Consider your hypothesis, though. He looked at Norwegian families, not immigrant families. 2-parent families. And yet the decline, if it's real and not some sort of goofball artefact, is in those families where money is not scarce and presumably financial stress and education levels are high or easily could be high.

Meanwhile, in other research, the Flynn effect continues unabated in the US. Even as we scream "poverty makes us dumb" and say poverty's increasing, IQs on a number of measures continue to increase.

The Flynn effect was partly explained Flynn. We continue to teach the test, so test scores increase. The usual kind of example is this: "Which animal of the following four doesn't belong? a. chicken b. mouse c. cow d. pig." Correct answer: a, it's a bird, not a mammal. That kind of question had high wrong-response rates in the early 1900s because people would select "mouse" because it's not food. While education's expanding and the categories that teachers want us to put things into continue to be taught, the Flynn effect will continue.

bucolic_frolic

(43,149 posts)
7. We're spectators rather than problem-solvers
Sun Jun 17, 2018, 07:07 AM
Jun 2018

Too much bad food, TV, internet, couch potatoes. The brightest elders I see are thin, active, and mentally engaged in everything, well into their 90s.

Find me a 95 year old, obese genius who's changing the world. Surprise me.

GetRidOfThem

(869 posts)
35. the electrolyte conversation with Prez. Kamacho's cabinet
Mon Jun 18, 2018, 07:25 AM
Jun 2018

Is one of the most ridiculously funny dialogues. "But Brawny has electrolytes. And electrolytes is what plants need..."

Or how about this one: "Water? Like out of the toilet?"

JI7

(89,248 posts)
12. i think there is less reading for sure. and by reading i don't mean headline, clickbait shit
Sun Jun 17, 2018, 07:32 AM
Jun 2018

and other similar crap.

how about novels or in depth articles in newspapers and news magazines ?

Blue_Adept

(6,399 posts)
13. And it's so easy to make time for that too!
Sun Jun 17, 2018, 07:39 AM
Jun 2018


I was a voracious reader in my teens and early 20's. But that fell off significantly from a book a week to one every six weeks because of responsibilities that I have. I sneak in a couple of pages a day at best and that's only because I grew up with a love of reading.

JI7

(89,248 posts)
14. people make time to stand in long lines at opening of food places, time for hours of sports
Sun Jun 17, 2018, 07:42 AM
Jun 2018

and many things.

and of course the smartphones.

 

Tipperary

(6,930 posts)
33. I still read at the same rate as when I was younger.
Sun Jun 17, 2018, 03:13 PM
Jun 2018

When driving, I listen to audiobooks. Before bed, I ALWAYS read. I thank my mother for giving me this love of reading.
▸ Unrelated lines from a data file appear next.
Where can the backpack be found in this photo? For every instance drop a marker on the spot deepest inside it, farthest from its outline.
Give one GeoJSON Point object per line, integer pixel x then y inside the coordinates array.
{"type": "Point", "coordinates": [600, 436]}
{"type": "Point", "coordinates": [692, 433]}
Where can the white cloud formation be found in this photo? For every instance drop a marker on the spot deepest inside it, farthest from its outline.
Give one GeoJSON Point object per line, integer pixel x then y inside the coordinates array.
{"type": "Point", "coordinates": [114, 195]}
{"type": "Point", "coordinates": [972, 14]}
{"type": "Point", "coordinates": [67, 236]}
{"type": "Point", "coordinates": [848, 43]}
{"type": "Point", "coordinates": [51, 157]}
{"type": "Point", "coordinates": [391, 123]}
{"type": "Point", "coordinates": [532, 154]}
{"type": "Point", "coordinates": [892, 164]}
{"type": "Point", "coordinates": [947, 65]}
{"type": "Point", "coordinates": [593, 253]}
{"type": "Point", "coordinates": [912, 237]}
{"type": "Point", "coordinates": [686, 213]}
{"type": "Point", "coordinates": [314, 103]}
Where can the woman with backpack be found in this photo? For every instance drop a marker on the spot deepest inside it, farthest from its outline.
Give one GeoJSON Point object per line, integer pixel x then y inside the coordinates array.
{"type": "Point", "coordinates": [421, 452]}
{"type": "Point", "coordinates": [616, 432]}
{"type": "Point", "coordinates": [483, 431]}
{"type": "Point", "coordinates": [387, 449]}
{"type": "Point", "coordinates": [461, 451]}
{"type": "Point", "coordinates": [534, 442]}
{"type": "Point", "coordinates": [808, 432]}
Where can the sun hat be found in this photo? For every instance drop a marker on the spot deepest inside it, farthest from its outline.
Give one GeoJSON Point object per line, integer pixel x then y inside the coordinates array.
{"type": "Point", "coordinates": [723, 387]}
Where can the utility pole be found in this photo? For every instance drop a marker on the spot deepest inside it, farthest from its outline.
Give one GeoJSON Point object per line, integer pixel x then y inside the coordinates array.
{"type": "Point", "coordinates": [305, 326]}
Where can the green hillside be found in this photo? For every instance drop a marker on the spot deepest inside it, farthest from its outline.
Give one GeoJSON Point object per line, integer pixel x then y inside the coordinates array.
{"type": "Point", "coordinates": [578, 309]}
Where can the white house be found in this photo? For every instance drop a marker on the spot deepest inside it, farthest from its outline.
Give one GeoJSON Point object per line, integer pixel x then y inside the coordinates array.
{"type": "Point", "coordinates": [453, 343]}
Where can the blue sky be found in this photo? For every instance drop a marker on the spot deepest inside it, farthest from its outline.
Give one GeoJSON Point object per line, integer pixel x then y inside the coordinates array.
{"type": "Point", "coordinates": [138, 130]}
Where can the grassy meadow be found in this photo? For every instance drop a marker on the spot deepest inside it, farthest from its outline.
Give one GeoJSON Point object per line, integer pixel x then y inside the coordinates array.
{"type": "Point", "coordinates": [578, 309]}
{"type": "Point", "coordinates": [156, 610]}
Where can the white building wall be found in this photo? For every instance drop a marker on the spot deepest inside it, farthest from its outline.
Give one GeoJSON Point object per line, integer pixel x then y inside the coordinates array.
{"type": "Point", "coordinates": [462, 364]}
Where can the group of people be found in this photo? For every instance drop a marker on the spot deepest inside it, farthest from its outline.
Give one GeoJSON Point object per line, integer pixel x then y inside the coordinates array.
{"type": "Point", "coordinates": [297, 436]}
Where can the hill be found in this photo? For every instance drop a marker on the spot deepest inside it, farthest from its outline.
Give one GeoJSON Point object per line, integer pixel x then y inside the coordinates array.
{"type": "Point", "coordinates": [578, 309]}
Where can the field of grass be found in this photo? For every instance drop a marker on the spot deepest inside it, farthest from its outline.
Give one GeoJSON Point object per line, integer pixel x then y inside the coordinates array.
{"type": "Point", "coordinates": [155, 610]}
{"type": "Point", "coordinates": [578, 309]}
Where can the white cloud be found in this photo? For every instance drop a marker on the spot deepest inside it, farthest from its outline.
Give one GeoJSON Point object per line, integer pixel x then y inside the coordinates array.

I have books in my car, my gym bag, by my bed, on the porch, and even one in my bike bag. I love to read.

 

smirkymonkey

(63,221 posts)
25. They are dragging down the average.
Sun Jun 17, 2018, 09:50 AM
Jun 2018

The more dumb people we have, the lower the AVERAGE gets. It was 100. It's now probably many points lower.

LAS14

(13,783 posts)
19. It's not IQ, but similar. A PBS show a few years ago, examining...
Sun Jun 17, 2018, 08:41 AM
Jun 2018

... the impact of smart phones, interviewed several MIT professors who insisted that the students could not learn as much as students used to. The blamed the mistaken belief that people can successfully multi-task.

betsuni

(25,487 posts)
24. Oh heck, if I took an IQ test I'd score very low -- in the big dummy range.
Sun Jun 17, 2018, 09:30 AM
Jun 2018

How do they know that parents with higher IQs tend to have more children? Does everyone take iQ tests now? When did that start? Oh wait, statistics? This is why I'm a big dummy.

SunSeeker

(51,550 posts)
34. But the decrease started in the 1970s, well before smart phones.
Sun Jun 17, 2018, 03:26 PM
Jun 2018

A poster up the thread mentioned CO2 levels. There may be something to that.

SunSeeker

(51,550 posts)
29. What's scary is they're finding this in Scandinavian countries too.
Sun Jun 17, 2018, 01:00 PM
Jun 2018

So excellent healthcare and education is not stopping the decline.